As one of only two Senators voting against a "Pre-K" preschool public teaching initiative, "I said, 'is this going to be a statewide initiative?'" Burchett recalled. "And they said, 'absolutely not, we're just doing it in these trial areas.' Of course, what did we do this year? It's a statewide initiative."
Referring to his constituents, "Those people can raise their own dad-gum kids, government doesn't need to be in the business of raising kids," Burchett said. "One of my Senators from Blount County is always fond of saying, 'Pre-K programs, outside of teaching them advanced potty training and crayon coloration, with Pre-K that's pretty much what it is, just a babysitting service.'"
On the other hand, Burchett said concerning church-based care, "We've demonized them and drove them out of business. And now who's in the business of raising our kids? The government is, and that's a scary thought."

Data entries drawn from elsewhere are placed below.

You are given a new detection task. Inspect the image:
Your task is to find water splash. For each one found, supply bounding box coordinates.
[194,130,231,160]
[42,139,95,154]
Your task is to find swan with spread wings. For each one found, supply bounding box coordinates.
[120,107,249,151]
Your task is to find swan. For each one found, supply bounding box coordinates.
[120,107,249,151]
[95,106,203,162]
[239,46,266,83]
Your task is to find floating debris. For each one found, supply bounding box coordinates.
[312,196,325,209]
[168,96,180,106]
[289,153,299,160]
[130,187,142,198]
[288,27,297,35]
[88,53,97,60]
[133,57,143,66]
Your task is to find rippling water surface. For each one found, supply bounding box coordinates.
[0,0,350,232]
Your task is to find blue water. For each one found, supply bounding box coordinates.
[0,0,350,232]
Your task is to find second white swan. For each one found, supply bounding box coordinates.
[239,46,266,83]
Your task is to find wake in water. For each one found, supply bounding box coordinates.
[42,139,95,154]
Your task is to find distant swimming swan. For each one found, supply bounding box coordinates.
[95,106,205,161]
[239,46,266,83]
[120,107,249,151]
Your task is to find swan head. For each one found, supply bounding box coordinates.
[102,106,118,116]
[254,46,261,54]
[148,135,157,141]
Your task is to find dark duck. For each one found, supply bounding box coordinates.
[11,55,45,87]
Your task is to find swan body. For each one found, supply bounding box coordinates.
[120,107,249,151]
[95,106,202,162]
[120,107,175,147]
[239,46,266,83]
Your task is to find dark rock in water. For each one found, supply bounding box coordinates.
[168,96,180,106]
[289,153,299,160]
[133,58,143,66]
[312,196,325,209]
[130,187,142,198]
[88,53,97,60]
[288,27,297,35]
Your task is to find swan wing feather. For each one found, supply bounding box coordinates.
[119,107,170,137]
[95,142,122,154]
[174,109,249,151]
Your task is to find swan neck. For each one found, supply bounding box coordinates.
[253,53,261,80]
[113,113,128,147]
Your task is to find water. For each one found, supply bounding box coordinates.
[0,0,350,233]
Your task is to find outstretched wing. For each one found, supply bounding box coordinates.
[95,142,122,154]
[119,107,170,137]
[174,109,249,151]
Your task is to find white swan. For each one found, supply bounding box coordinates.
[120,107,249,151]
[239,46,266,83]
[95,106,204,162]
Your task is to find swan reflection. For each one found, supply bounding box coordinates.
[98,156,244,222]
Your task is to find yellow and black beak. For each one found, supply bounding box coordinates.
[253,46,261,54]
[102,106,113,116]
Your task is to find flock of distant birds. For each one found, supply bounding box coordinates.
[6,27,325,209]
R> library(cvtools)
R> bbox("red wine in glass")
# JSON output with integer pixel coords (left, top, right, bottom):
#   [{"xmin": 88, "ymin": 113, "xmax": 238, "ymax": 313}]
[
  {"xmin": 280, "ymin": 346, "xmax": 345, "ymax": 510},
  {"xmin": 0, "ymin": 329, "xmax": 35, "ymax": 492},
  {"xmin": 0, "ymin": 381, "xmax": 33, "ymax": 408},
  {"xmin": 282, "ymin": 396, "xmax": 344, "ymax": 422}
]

Burchett discussed government preservation of "several thousand acres up on the Cumberland Plateau, which, on the surface sounds like a great idea … everybody says we need to preserve that for our grandkids and all this. I made a statement, I said, 'What's wrong with people coming in and buying this property … five acres and putting a nice house on it and paying taxes?'
"I got the ugliest e-mails … saying, 'what are you talking about?" Burchett added. "'This is American, we need to preserve this.' Congressman Duncan is always good to point out that over half of our property is now owned by the city, county or state government.
"We don't end up paying taxes on it. … I think it's a very slippery slope. It doesn't work in Cuba, it doesn't work in China, and it sure as heck doesn't work in Tennessee."